One, constipation is divided into
1. Primary constipation: The cause of the disease is unclear, and there are no other diseases that cause constipation, so it is also called idiopathic constipation.
2. Secondary constipation: secondary to other diseases, it is a symptom of other diseases, the primary disease is controlled, and the constipation is eliminated. This type of constipation has the highest incidence, and failure to pay attention to the examination will often lead to misdiagnosis. For example, secondary constipation caused by colorectal cancer may delay surgery.
2. Primary constipation, also known as functional constipation, can be divided into
1. Slow transit constipation: The characteristic is that there is no urge to defecate, only swelling.
2. Outlet obstructive constipation: It is characterized by intention to defecate but difficult to discharge. This type of disease is more common, such as rectal protrusion, intramucosal prolapse, pelvic floor hernia, puborectal muscle spasm or hypertrophy.
3. Mixed constipation: the first two types coexist.
3. Inspections are required (our department has complete inspection methods):
2. Barium enema
3. Defecation imaging
4. Pelvic quadruple (female) or triple radiography (male)
5. Anorectal pressure measurement
6. Anorectal EMG
7. Colonic transmission test
1. Medication: It is the main treatment method. There are a variety of laxatives and should be replaced frequently. It is best not to use one medicine continuously because it can cause melanosis of the colon.

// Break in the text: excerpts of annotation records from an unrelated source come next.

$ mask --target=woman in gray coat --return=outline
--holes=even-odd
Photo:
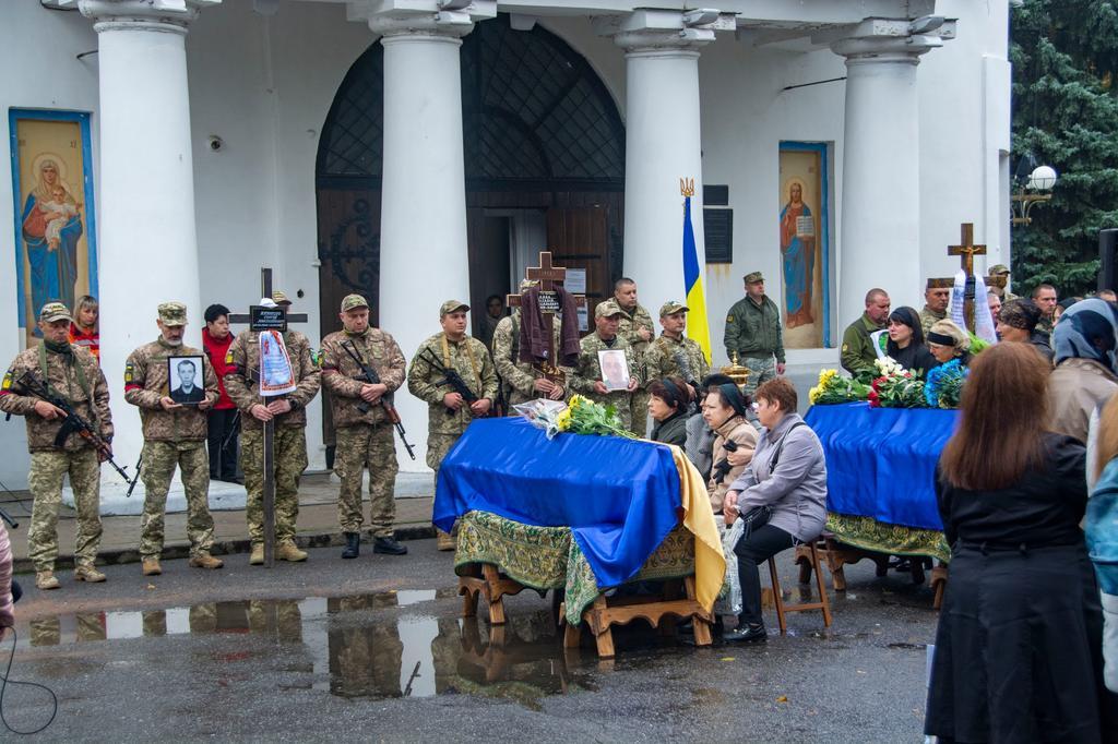
[[[735,546],[741,582],[741,613],[727,641],[767,638],[761,617],[761,582],[757,566],[796,543],[818,537],[826,523],[827,467],[818,437],[796,413],[796,389],[784,378],[757,389],[757,418],[764,430],[754,459],[733,481],[723,511],[729,517],[758,506],[773,513]]]

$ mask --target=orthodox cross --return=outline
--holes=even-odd
[[[561,283],[567,278],[567,269],[562,266],[551,264],[551,251],[540,251],[540,265],[530,266],[524,271],[524,276],[531,282],[539,282],[540,286],[540,314],[543,316],[543,325],[547,328],[548,360],[539,365],[539,371],[552,382],[562,383],[563,373],[559,370],[557,351],[555,347],[555,315],[559,312],[559,296],[556,293],[556,283]],[[509,295],[506,297],[509,307],[520,307],[523,295]],[[586,306],[585,295],[575,295],[575,304],[579,307]]]
[[[266,266],[260,268],[260,297],[272,297],[272,269]],[[247,314],[231,313],[229,323],[247,323],[255,331],[254,308],[258,311],[259,306],[253,305]],[[283,312],[283,319],[284,330],[286,330],[287,323],[306,323],[307,321],[306,313],[286,312]],[[260,401],[267,404],[267,399],[262,398]],[[264,462],[262,467],[264,470],[264,565],[271,569],[275,565],[276,554],[275,421],[264,422]]]

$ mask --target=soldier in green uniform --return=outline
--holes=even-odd
[[[617,335],[628,342],[636,363],[637,374],[642,380],[644,374],[644,353],[648,344],[656,337],[656,326],[652,315],[636,301],[636,282],[622,277],[614,284],[614,302],[622,311],[617,323]],[[638,388],[629,395],[629,431],[638,437],[648,436],[648,393]]]
[[[306,553],[295,545],[299,479],[307,464],[306,407],[319,392],[322,372],[311,356],[306,336],[299,331],[285,331],[283,341],[297,387],[294,392],[267,402],[256,392],[260,379],[259,333],[243,331],[226,354],[225,391],[240,409],[240,468],[248,492],[245,517],[253,543],[248,557],[252,565],[264,563],[264,421],[275,421],[276,557],[306,560]]]
[[[485,344],[466,335],[470,305],[448,299],[438,309],[443,330],[416,351],[408,369],[408,392],[427,403],[427,467],[435,471],[474,417],[485,417],[496,398],[496,370]],[[444,370],[455,370],[477,397],[466,403],[446,381]],[[454,538],[438,532],[438,550],[454,550]]]
[[[322,340],[322,384],[330,391],[330,410],[338,433],[334,473],[342,485],[338,493],[338,521],[345,535],[343,559],[356,559],[361,545],[361,475],[369,468],[369,523],[372,552],[404,555],[408,549],[396,542],[396,442],[392,422],[382,400],[404,384],[407,360],[396,340],[369,326],[369,303],[361,295],[342,299],[343,331]],[[354,356],[357,359],[354,359]],[[360,360],[360,361],[358,361]],[[359,380],[361,364],[372,368],[379,382]]]
[[[947,318],[953,286],[955,286],[954,279],[928,279],[923,289],[923,309],[920,311],[920,327],[923,328],[925,338],[928,337],[931,326]]]
[[[187,327],[187,306],[163,303],[158,308],[160,336],[129,355],[124,364],[124,400],[140,408],[143,422],[143,517],[140,519],[140,559],[143,575],[162,573],[163,512],[176,466],[187,492],[187,537],[190,540],[190,565],[220,569],[221,561],[210,555],[214,545],[214,517],[209,512],[209,455],[206,411],[218,399],[217,375],[201,350],[182,344]],[[203,368],[201,402],[183,406],[171,399],[168,359],[198,356]]]
[[[689,308],[683,303],[669,302],[660,308],[660,325],[664,332],[644,354],[645,388],[655,380],[675,375],[686,382],[700,383],[710,374],[710,364],[699,343],[688,338]]]
[[[765,294],[765,277],[752,271],[745,277],[746,296],[730,308],[726,317],[722,343],[731,360],[749,369],[746,394],[752,395],[757,387],[784,374],[784,334],[780,330],[780,311]]]
[[[536,282],[522,279],[520,292],[527,292]],[[560,330],[558,316],[552,324],[552,349],[558,350],[560,345]],[[514,307],[512,315],[506,315],[496,324],[493,332],[493,365],[501,378],[504,387],[504,399],[510,409],[513,406],[534,400],[537,398],[550,398],[551,400],[562,400],[566,390],[558,382],[548,380],[543,373],[533,368],[528,362],[520,361],[520,308]],[[559,368],[563,374],[569,375],[569,368]],[[509,412],[511,413],[511,411]]]
[[[108,410],[108,384],[93,354],[69,343],[69,311],[61,303],[47,303],[39,312],[42,342],[21,352],[8,366],[0,383],[0,411],[22,416],[27,422],[27,448],[31,469],[27,475],[34,498],[28,554],[35,565],[35,585],[58,589],[58,507],[63,478],[69,475],[77,506],[74,579],[104,581],[94,567],[101,543],[101,461],[97,451],[79,435],[70,433],[60,447],[55,438],[63,426],[63,411],[28,394],[20,378],[30,372],[57,395],[66,398],[106,442],[113,440],[113,416]]]
[[[617,331],[617,326],[620,324],[624,315],[625,312],[613,299],[599,303],[594,309],[595,331],[581,341],[578,366],[575,368],[575,372],[570,376],[570,389],[597,403],[613,404],[617,409],[617,416],[620,417],[622,423],[635,432],[631,411],[633,393],[641,387],[642,378],[633,346]],[[628,363],[629,375],[627,389],[609,390],[606,387],[604,382],[606,378],[603,375],[601,364],[598,359],[598,352],[605,349],[625,352],[625,361]],[[646,408],[645,416],[647,413]],[[639,436],[644,436],[643,430]]]
[[[878,352],[870,334],[889,325],[889,295],[874,287],[865,293],[865,312],[842,334],[842,353],[839,355],[843,369],[858,376],[860,372],[874,371],[873,362]]]

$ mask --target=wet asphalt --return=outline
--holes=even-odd
[[[767,642],[694,648],[636,621],[615,627],[617,657],[599,660],[587,633],[563,651],[550,597],[508,599],[503,629],[484,602],[461,619],[453,554],[434,540],[356,561],[319,549],[273,570],[245,555],[216,572],[167,561],[155,578],[117,565],[104,584],[63,572],[53,592],[25,574],[10,679],[57,695],[42,741],[922,741],[937,614],[908,574],[846,566],[830,630],[804,612],[779,636],[766,610]],[[781,557],[785,595],[798,598]],[[42,689],[4,690],[17,729],[51,707]]]

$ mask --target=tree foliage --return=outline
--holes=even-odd
[[[1024,0],[1010,59],[1013,162],[1032,153],[1060,174],[1032,225],[1013,228],[1014,287],[1092,292],[1099,230],[1118,227],[1118,2]]]

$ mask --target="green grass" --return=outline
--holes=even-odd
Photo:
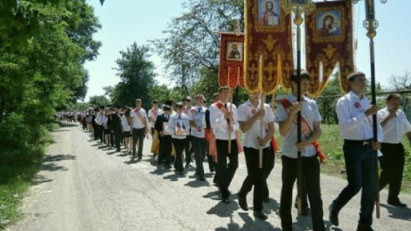
[[[321,125],[323,135],[318,140],[321,150],[327,155],[327,160],[321,165],[323,173],[340,178],[345,178],[345,163],[342,153],[344,139],[340,135],[338,125]],[[275,138],[280,147],[280,138],[275,133]],[[402,179],[402,192],[411,193],[411,148],[407,138],[404,137],[402,144],[405,148],[405,168]],[[278,157],[280,155],[278,155]]]
[[[51,123],[46,126],[49,130],[59,128],[58,123]],[[28,156],[43,156],[46,148],[52,142],[49,133],[42,137],[33,148],[26,153]],[[41,160],[17,162],[8,165],[0,165],[0,230],[13,223],[21,217],[19,207],[21,199],[40,167]]]

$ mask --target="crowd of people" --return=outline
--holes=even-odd
[[[153,101],[147,113],[141,108],[141,100],[137,99],[133,108],[95,108],[81,113],[79,120],[83,129],[93,131],[95,140],[115,147],[116,151],[121,150],[123,143],[126,152],[138,160],[142,158],[145,138],[151,135],[151,152],[157,157],[158,165],[168,169],[173,165],[176,174],[182,176],[193,154],[197,179],[205,181],[203,162],[207,158],[210,171],[215,171],[213,182],[223,203],[230,202],[230,185],[238,167],[238,153],[243,151],[248,175],[238,192],[238,204],[243,210],[248,210],[247,195],[253,188],[253,215],[262,220],[267,219],[263,208],[264,202],[270,201],[266,180],[274,168],[277,143],[273,134],[275,123],[278,123],[282,138],[280,217],[283,230],[293,230],[291,208],[293,188],[298,178],[298,151],[302,156],[302,214],[310,213],[314,230],[325,230],[320,174],[325,155],[317,141],[322,134],[321,115],[315,101],[306,95],[310,78],[308,72],[301,73],[302,101],[297,101],[298,79],[294,72],[290,76],[292,92],[278,101],[275,110],[261,103],[259,92],[250,93],[248,100],[237,108],[229,102],[231,90],[221,87],[213,95],[209,107],[204,96],[198,94],[193,97],[194,102],[188,96],[184,102],[163,102],[161,107],[158,101]],[[347,185],[329,207],[329,219],[338,226],[340,211],[362,190],[357,230],[372,230],[375,150],[380,151],[380,190],[389,185],[387,203],[406,206],[398,197],[405,164],[402,135],[407,134],[411,142],[411,124],[399,109],[401,96],[390,94],[387,106],[382,109],[370,105],[364,95],[366,81],[362,72],[351,73],[347,82],[350,91],[337,103]],[[301,142],[298,143],[299,112],[302,115]],[[373,115],[377,115],[380,122],[377,142],[373,141]],[[263,153],[262,165],[260,152]]]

2. Surgical treatment: only suitable for a small number of patients with intractable constipation. Therefore, this type of surgery is only a symptomatic treatment, not a cause treatment. The indications are very strict. The surgery itself may also have complications. For example, pelvic surgery can cause sexual dysfunction in men. Women can cause infertility.
A. Slow transit constipation: subtotal or total resection of the colon.
B. Double colonic stoma: elderly patients with intractable constipation and unable to tolerate resection.
C. STARR operation: patients with rectal protrusion and rectal mucosal prolapse.
D. PPH surgery: patients with milder rectal protrusion, rectal mucosal prolapse, and hemorrhoids.
E. Obturator internal muscle autotransplantation: severe pelvic floor decline.